Thursday, October 6, 2011

Oh-Heigh-Oh: Really Big Hair c. 1776

Thursday, October 6, 2011
Susan reporting:

I can't move on from 18th c. feathered hats without sharing one of my favorite satirical prints of the era. The towering hairstyles and hats - not to mention all the ostrich plumes - were favorite targets, and while both likely were exaggerated for effect and not quite as over-sized as the cartoons suggest (here's a recreation that's probably more true to scale), they were still pretty astonishing.

OH-HEIGH-OH, or A View of the Back Settlements, the English print, left, from 1776 is typical. This lady is not only sporting a stylish be-ribboned and ruffled hat with the required curled ostrich feathers, but she has also tied her hat over a stupendously elaborate hair style, full of twists and curls and sprays of silk flowers and fruit. If all that hair isn't a wig, it likely does contain a good deal of false hair to achieve such heights and volume. In those pre-mousse days, the standard "volumizer" was sugar-water, which must have been sticky as well as a magnet for bees and flies.

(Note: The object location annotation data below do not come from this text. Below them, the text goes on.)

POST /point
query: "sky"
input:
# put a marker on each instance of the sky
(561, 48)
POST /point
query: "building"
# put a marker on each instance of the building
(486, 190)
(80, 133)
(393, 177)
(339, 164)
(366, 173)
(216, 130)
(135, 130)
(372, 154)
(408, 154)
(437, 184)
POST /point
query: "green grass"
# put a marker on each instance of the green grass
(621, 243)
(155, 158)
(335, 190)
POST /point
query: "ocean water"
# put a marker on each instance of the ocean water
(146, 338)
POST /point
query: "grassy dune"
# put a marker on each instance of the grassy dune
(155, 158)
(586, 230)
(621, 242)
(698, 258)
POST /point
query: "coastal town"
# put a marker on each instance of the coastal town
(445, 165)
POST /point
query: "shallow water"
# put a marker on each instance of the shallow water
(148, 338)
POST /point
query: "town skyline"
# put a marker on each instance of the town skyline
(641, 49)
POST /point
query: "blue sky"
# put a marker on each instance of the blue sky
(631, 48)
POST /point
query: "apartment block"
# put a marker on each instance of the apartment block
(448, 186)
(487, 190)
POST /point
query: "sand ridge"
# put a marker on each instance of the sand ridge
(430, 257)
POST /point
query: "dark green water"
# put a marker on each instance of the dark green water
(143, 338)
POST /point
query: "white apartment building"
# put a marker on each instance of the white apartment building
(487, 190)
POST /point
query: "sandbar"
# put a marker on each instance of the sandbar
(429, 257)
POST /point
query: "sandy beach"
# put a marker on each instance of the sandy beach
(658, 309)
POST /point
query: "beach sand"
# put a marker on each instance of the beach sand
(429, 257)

But there are more jokes here beyond the obvious visual jab at extreme fashion, with the "Heigh-oh" referring the height. "Heigh-ho" was an old expression when this print was new. Dating back to the early 16th century, it was used to indicate boredom or weariness – think of Snow White's seven dwarfs singing "Heigh-ho, heigh-ho, it's off to work we go." So the first joke here is that no matter how fashionable a lady tries to be, there's always something new to make yesterday's style hopelessly passe and boring: Oh, heigh-ho, we've seen that look before.

Yet that's only the beginning of the pun. In 1776, Ohio was still part of the remote North American wilderness, populated mostly by fur traders. The territory had only recently been ceded from the French to the British as part of the terms of the 1763 Treaty of Paris, so recently that it was still considered more French than English. Thus on another level, OH-HEIGH-OH is a political joke, too, making fun of the uncivilized French settlements as well as French fashions and hair-styles. Whew!
Thanks to Chris Woodyard (who happens to live in Oh-heigh-oh) for sharing this print with me.
Above: OH-HEIGH-OH, or, A View of the Back Settlements, published July 9, 1776 in London by M. Darly

9 comments:

Anne Danko said...

Oh my, but what where would a lady be without her hat? :)

Karen A. Chase said...

I love this post, and believe it to be one of your best so far. Hats are highly (no pun intended) underrated these days. I still love buying and wearing them, though perhaps they are a bit less over-the-top than they were. Thankfully.

Hammond-Harwood House said...

There are so many wonderful prints of outrageous hair! I can't stop blogging about them either. If you search the website of the Lewis Walpole Library for "hair", you'll turn up some great ones. I particularly like the ones called "Fruit Stall" and "The Green Stall."

Kate Dolan said...

Thanks for sharing this fascinating cartoon. I always wondered just how wide-spread the ridiculous hairstyles were and whether they were seen much in the colonies. Okay, I'm still wondering, but it's an interesting cartoon nonetheless...

ZipZip said...

What fun with all the depth to be found in a single print. We wonder what jokes we are missing in all the other prints out there...

Very best,

Natalie

Louise Partain said...

I always learn something new when I come here. Based on the Gainsborough ladies and other pictures I have seen of the period, I did not realize that brightly colored plumes were used in day wear, but only to match evening dress. After this and the previous blog in the last week showing the colorful plumes used in Georgian times, I am reviewing my preconceptions of the Georgian Millinery creations.

Madame Theodora said...

What a brilliant reading of this print! So many layers to what appears at first glance to be only one more print mocking silly fashions. Simply fascinating.

Miss Tami Lee said...

I love this! I just did a video tutorial for an 18th century inspired hairstyle (that is in no way historical) and I sure fell weird with all that high hair!

Marquis Jacques said...

love it! My favorite historical period for this particular reason. :) You ladies have a wonderful blog. You can always learn something new and interesting with history. Like I never knew Ohio was named after a pun!